The interesting bit of all this is that one could build a pretty printer that colorized and formats source code in a web page. My Self.js HTML tool kit is built with the idea of extracting strings out of a flat file and generates the markup from that. It seems reasonable that I could build a site that has a program, can compile it, and documents it. With a little work, it could be possible to build bootable disk images that would run in VirtualBox. This could be as simple as generating a floppy image with a boot sector. USB boot devices would take substantially more work, but aren't impossible.

What I find annoying in all this is that the browser still has no way to generate and save an untyped stream of bytes, but will download any file on the Internet and save it to disk. There is no security benefit to this arrangement, it merely makes it impossible to build useful offline web apps. Sure I can store base64 encoded binaries in local storage, but only about 2MB worth.

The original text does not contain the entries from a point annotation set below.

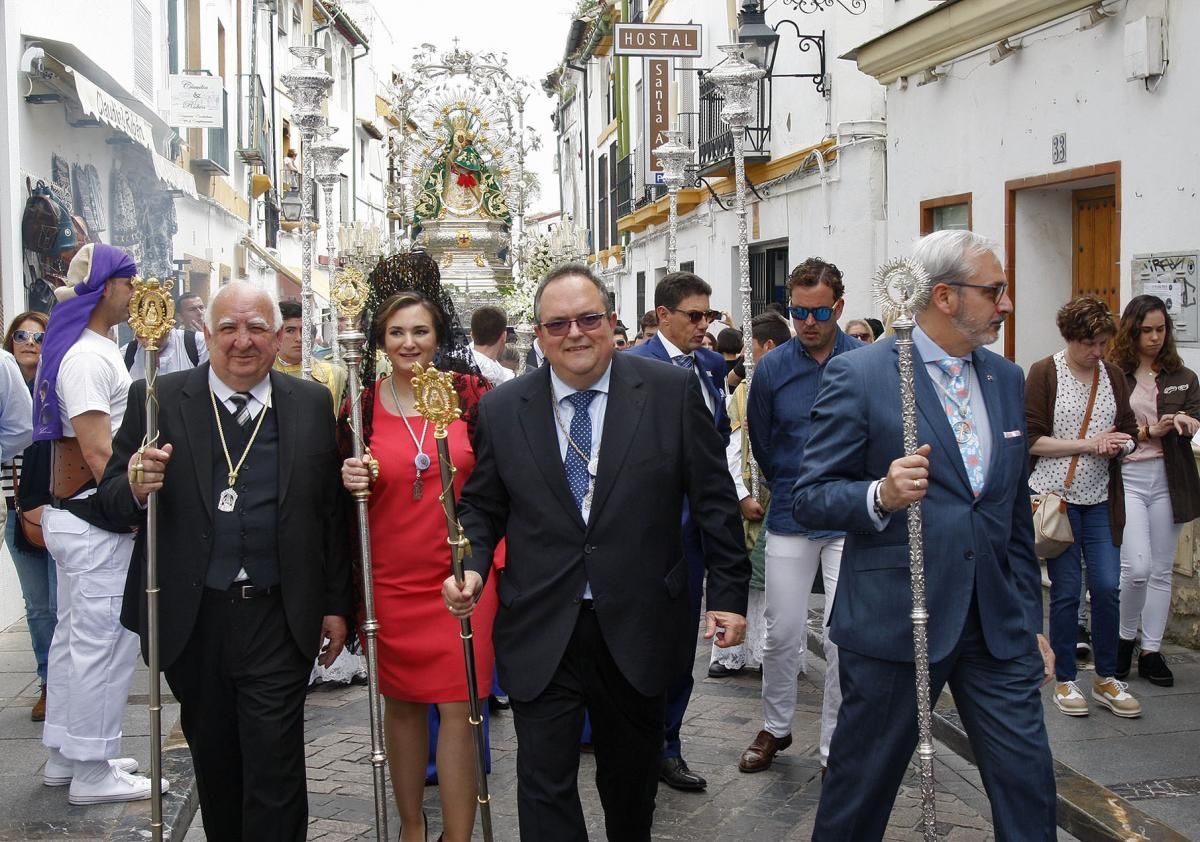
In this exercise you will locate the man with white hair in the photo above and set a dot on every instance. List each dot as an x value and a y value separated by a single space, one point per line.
982 581
251 518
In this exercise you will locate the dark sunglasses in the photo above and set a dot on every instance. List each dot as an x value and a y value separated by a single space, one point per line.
563 326
695 316
996 289
819 313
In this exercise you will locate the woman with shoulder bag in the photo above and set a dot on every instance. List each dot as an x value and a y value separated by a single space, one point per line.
1162 487
27 482
1080 426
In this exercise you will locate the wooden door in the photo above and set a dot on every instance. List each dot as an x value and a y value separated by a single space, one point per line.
1097 246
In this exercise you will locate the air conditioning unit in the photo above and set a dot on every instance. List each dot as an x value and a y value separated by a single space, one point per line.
1144 48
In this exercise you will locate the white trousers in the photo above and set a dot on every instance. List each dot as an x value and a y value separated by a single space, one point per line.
1147 553
91 655
791 567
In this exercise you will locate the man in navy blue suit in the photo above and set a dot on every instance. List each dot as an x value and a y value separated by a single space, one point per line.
983 587
682 304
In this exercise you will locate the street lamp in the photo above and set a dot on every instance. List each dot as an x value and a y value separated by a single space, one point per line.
761 41
738 80
307 85
675 155
325 155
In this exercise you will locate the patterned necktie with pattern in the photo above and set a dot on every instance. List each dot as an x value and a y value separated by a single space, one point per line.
579 446
957 403
241 407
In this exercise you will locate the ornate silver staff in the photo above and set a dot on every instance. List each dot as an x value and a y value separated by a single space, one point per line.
436 398
151 316
901 288
348 295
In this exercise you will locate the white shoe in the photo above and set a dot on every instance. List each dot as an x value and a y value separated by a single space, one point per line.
118 786
59 770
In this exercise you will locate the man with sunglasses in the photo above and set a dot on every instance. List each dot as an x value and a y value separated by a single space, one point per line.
983 583
683 310
583 468
785 385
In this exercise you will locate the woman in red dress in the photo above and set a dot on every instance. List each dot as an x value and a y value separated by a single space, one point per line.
420 651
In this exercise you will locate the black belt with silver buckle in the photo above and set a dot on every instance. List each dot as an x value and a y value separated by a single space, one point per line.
243 591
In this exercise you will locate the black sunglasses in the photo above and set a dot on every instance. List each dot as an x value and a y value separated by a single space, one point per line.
695 316
563 326
819 313
996 289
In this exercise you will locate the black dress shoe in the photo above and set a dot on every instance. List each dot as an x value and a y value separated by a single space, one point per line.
718 669
676 774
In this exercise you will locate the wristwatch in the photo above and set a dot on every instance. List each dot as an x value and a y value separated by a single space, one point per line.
880 511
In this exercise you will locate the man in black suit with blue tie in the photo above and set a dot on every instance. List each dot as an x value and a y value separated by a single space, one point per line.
583 467
682 304
983 585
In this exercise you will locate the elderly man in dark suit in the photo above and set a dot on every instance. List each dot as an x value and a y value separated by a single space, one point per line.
983 584
255 571
583 468
684 313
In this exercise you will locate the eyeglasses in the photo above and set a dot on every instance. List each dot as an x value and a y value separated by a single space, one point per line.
819 313
996 289
695 316
563 326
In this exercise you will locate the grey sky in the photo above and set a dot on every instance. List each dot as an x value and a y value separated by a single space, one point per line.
532 32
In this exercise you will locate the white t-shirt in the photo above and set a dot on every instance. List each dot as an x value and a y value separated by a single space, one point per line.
93 378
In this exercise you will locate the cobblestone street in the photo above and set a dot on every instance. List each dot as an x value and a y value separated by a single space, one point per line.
723 719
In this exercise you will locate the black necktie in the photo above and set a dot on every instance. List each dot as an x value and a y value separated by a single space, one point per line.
240 402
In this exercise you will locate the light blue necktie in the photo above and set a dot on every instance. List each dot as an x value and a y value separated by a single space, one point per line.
579 449
957 403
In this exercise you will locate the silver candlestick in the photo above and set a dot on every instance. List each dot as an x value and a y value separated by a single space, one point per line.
325 155
307 85
675 155
901 289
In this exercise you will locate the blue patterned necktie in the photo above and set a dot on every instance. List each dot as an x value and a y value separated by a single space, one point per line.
579 446
957 403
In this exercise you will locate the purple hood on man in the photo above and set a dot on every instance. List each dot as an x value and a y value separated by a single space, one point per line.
67 323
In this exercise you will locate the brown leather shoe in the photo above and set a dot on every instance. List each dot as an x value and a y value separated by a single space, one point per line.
39 713
762 751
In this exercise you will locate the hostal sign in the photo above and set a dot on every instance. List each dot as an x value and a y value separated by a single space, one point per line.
658 43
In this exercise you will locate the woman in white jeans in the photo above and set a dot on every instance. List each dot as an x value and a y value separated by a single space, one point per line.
1162 487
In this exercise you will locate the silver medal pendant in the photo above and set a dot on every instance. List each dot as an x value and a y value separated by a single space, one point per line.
961 431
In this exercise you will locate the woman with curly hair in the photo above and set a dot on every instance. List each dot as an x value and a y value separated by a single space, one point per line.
1080 426
420 651
1162 488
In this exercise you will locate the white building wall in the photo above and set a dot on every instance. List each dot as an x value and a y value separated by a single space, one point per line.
984 125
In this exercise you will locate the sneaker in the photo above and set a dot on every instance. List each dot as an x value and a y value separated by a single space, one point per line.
1114 695
1083 643
59 770
1068 699
1152 667
1125 659
117 786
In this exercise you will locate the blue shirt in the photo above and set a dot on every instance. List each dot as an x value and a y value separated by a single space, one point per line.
779 412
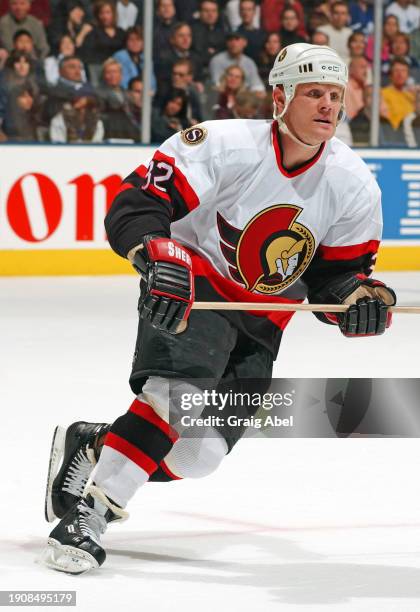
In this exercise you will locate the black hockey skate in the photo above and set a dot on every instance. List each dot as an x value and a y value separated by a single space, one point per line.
74 544
74 453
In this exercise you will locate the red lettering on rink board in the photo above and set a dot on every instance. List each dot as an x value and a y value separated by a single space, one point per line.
17 207
85 201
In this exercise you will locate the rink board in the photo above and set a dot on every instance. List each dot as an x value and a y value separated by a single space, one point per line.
53 200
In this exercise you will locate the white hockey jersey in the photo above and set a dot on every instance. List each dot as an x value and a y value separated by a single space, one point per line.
257 231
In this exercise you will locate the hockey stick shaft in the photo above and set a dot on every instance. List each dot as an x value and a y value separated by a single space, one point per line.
291 307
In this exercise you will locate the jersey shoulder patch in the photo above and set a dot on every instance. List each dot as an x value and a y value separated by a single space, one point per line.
194 135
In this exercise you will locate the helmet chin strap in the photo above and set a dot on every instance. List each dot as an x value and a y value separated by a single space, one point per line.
283 128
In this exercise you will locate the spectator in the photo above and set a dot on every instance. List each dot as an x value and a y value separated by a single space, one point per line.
22 41
70 81
78 121
171 118
325 7
127 13
164 21
41 9
208 33
338 31
315 20
71 20
358 81
236 44
180 48
361 16
105 38
390 29
3 57
398 96
357 45
233 17
135 102
131 58
408 15
117 116
400 47
255 36
271 14
357 49
246 105
320 38
18 18
360 124
182 78
187 10
414 37
269 52
231 84
411 124
22 116
289 28
19 71
51 64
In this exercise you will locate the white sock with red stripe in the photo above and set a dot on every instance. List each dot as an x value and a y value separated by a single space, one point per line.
118 476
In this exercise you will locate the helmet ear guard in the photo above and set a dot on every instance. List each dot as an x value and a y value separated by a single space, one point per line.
305 63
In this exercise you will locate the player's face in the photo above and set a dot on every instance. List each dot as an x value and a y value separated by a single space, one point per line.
313 113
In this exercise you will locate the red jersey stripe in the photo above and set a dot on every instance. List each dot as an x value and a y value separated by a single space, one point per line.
131 452
181 183
124 187
145 411
141 171
230 291
348 252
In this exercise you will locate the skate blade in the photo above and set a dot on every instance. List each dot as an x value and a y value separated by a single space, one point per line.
56 455
67 559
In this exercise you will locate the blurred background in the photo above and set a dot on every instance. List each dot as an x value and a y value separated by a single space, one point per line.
88 76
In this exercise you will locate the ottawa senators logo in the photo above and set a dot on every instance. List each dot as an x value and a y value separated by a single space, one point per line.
194 135
271 252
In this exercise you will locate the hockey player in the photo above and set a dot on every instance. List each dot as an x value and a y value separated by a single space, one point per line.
236 210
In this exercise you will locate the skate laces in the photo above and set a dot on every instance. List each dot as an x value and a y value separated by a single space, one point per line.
91 522
78 474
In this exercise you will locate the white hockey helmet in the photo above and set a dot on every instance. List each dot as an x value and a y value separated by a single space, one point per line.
305 63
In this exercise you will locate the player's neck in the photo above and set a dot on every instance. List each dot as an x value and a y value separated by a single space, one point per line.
294 154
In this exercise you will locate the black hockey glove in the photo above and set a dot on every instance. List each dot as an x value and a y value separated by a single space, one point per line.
166 268
368 313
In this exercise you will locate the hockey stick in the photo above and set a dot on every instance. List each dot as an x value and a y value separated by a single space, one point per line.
292 307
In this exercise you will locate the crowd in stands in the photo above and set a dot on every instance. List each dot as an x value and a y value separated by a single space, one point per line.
71 70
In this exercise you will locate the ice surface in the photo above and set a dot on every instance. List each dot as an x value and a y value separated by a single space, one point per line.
288 524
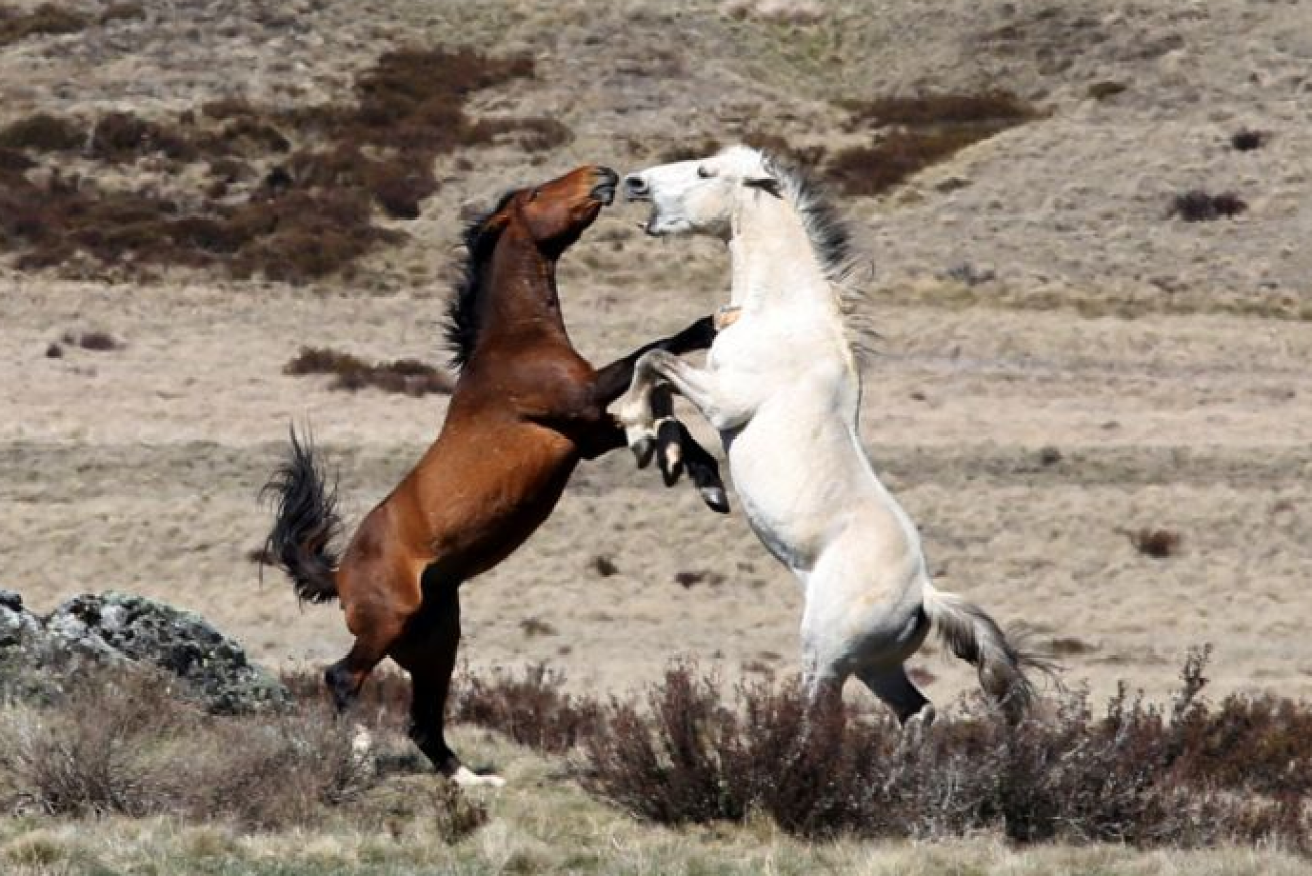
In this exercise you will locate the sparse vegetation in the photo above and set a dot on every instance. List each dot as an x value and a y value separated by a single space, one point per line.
290 192
1156 542
46 19
916 133
1186 775
406 377
1197 205
1106 89
1247 140
93 340
121 742
1190 775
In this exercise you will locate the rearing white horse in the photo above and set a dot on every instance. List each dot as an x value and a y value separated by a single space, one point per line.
782 387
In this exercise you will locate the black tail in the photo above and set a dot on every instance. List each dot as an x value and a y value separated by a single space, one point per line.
306 525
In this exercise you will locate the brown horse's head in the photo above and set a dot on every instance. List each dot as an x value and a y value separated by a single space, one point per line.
554 214
547 218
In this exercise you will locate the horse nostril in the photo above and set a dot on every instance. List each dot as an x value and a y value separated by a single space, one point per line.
635 185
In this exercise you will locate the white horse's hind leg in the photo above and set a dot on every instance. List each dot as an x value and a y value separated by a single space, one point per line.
899 693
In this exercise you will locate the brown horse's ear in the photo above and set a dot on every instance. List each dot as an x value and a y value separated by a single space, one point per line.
765 184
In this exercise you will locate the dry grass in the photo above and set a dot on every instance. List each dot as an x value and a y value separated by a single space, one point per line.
46 19
289 194
406 377
129 753
1189 775
919 133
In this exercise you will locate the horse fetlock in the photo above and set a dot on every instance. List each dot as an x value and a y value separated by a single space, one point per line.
669 450
715 497
467 778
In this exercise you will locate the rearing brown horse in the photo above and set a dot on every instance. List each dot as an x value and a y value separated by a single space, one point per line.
526 408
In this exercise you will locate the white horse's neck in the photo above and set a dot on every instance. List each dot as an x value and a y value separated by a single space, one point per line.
774 264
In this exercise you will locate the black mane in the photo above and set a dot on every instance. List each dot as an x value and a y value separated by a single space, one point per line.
462 312
825 228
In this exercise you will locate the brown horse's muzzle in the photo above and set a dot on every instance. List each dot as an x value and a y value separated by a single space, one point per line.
606 184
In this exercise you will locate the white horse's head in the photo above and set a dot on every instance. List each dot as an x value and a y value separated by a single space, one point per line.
698 197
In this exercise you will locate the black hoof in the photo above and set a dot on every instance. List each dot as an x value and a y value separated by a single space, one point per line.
715 498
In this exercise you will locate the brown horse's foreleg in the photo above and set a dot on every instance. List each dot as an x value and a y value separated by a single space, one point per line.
613 379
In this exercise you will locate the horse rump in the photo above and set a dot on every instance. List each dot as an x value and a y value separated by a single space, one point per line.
306 523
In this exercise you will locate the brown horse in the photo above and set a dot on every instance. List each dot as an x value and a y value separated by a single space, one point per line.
526 408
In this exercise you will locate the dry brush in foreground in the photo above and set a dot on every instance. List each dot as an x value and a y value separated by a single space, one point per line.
1191 774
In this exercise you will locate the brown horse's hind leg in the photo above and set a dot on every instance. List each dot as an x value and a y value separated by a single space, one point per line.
428 652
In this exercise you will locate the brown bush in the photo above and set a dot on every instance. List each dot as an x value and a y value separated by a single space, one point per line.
291 192
42 133
1186 776
919 133
1197 205
46 19
987 109
1248 139
95 340
408 377
1155 542
532 708
121 741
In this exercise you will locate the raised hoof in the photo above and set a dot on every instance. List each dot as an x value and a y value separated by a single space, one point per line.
643 450
715 498
467 778
669 457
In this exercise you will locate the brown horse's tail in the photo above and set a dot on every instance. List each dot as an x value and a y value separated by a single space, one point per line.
306 525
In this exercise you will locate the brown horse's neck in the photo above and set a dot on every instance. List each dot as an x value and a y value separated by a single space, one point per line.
518 295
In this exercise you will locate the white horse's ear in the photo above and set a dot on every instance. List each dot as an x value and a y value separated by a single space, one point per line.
765 184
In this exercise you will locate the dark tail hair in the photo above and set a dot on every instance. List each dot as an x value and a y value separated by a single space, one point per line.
306 523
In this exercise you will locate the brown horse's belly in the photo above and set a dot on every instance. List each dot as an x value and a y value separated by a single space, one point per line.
484 493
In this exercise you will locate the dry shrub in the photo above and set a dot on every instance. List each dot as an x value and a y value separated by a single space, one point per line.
91 754
290 193
1197 205
1247 140
46 19
1189 775
122 741
408 377
41 133
532 708
707 147
919 133
1155 542
988 109
1106 89
455 815
95 340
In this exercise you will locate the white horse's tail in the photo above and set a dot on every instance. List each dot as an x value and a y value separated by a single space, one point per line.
970 634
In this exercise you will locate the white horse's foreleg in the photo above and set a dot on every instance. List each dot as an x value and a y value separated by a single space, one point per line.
899 693
699 386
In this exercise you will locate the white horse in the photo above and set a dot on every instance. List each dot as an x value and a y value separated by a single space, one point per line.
782 387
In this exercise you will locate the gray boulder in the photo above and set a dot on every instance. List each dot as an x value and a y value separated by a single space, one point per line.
125 630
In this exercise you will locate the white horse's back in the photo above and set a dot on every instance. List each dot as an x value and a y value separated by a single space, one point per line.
782 390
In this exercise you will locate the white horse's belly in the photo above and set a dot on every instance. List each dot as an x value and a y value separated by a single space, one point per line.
799 475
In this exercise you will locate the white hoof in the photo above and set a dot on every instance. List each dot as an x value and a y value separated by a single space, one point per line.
467 778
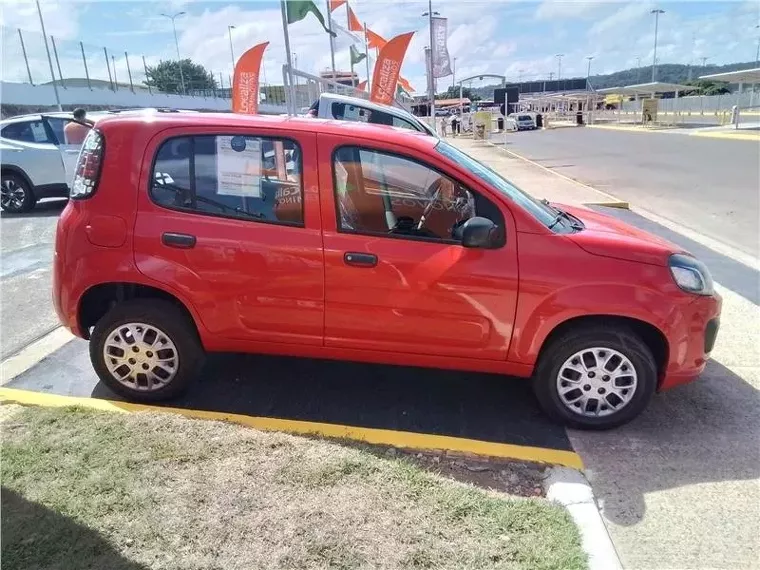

But if I have a memory image on a remote server the bowser will happily allow me to download gigs of binaries.

So crazy though time, what if I wrote a browser plugin that mmap'd a memory region PROT_READ|PROT_WRITE|PROT_EXEC and then jumped to it? I already have that code for one of my Forth VMs with a MacOSX and Linux version. I could easily have the plugin fork a process and share the in memory image. Sure there's no sandbox, but I can whitelist only those sites you manually add to the module config. If someone infects a whitelisted site, it is no different from downloading and running a trojan. A clever scheme would even notify the user and allow them to abort any invocation.

The problem isn't people can run arbitrary code on their machines, after all, the problem is that they can't.